La ortodoxia marxista evoca litúrgicamente al proletariado en razón de su hipotética condición revolucionaria única e intransferible. Los apóstoles de la democracia apuestan por el ciudadano civilizado para la transformación gradual y controlada de la sociedad. El empresariado y su inmenso séquito de ideólogos confieren al individuo emprendedor la tarea de enderezar el torcido curso de la humanidad. El evangelista y su ejército de prosélitos reivindican la voluntad mesiánica de un tal “Señor padre celestial” como agente inalienable –aunque diferido– de cambio. Los sacerdotes de la felicidad y la auto-ayuda delegan la responsabilidad del cambio colectivo al “individuo a priori”.
En fin, la lista de propuestas relativas a la salvación humana y el cambio social es interminable. Todas presumen de una suerte de “receta revolucionaria”. Y, con arreglo a esta fórmula, los delegados de las distintas corrientes elaboran manuales estratégicos que exigen veneración y exclusividad a sus respectivos adherentes.
Nadie pone en duda la eficacia ideológica de las panaceas referidas. Ni, mucho menos, su formidable capacidad para aliviar almas en incontenible pena. Pero, ¿qué tan plausibles, certeros y efectivos son los diagnósticos y antídotos que anuncian y vitorean?
Las grandes revoluciones han traído consigo grandes cambios. Empero, curiosamente ninguna de ellas ha sido capaz de cambiar en lo esencial el mundo: la opresión, la miseria material e intelectual, la violencia, el fanatismo, el despotismo, el terror, siguen intactos, incluso en aumento.

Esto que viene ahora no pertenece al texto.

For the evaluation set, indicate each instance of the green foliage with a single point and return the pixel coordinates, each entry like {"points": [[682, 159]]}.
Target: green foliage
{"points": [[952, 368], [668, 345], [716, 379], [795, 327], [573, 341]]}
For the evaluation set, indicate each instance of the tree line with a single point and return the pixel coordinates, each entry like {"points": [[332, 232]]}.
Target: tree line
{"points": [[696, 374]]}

El principio “lampedusiano” (“si queremos que todo siga como está, es necesario que todo cambie”) sigue cosechando triunfos incontestables.

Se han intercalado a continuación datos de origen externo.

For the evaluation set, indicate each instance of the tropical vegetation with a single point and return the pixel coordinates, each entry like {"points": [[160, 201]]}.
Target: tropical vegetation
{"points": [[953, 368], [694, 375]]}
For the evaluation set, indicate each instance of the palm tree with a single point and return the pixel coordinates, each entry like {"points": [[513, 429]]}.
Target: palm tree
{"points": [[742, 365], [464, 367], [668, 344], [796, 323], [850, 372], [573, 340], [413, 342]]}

Parece justo traer a colación esta cruda y axiomática realidad en la presente coyuntura conmemorativa (Centenario de la Revolución Mexicana).
Cien años han transcurrido desde la histórica ocasión en la que el pueblo mexicano se levantó en armas en contra del otrora uno por ciento de las familias que poseía y controlaba el noventa por ciento de las tierras cultivables. En la actualidad son diez o quince familias las que determinan el proceder político y social de más de cien millones de mexicanos. En términos proporcionales la situación es análoga. El actual liberalismo tecnocrático es el equivalente al positivismo científico de la era porfiriana. El trabajo parcialmente asalariado y flexible en vigencia no es tan distinto del salario rural y las tiendas de raya de la época pre-revolucionaria: explotación humana con nuevas modalidades, pero explotación al fin.
Si las tendencias seculares indican que los cambios han devenido en más de lo mismo, entonces ¿quién(es) será(n) el agente o sujeto capaz de revertir esta crónica, fatal y fatídica trayectoria del hombre?
El abanico de grupos minoritarios/marginales es formidablemente extenso. La sabiduría popular afirma que “la unión hace la fuerza”. A mi juicio, solo un conglomerado de múltiples grupos y microcosmos solidariamente vinculados conseguiría modificar este sinuoso rumbo. En todo caso ya no se puede hablar de un sujeto, en singular, sino de sujetos, en plural.
Después de tantos fracasos, desilusiones y frustraciones colectivas y planetarias, el único proyecto humano plausible y deseable es uno de características universal y particularmente valederas, legítimas.
Si bien la realización de ese “otro” mundo es incierta e impredecible, lo cierto es que tampoco es imposible. La palabra última la tendrán los “sujetos”.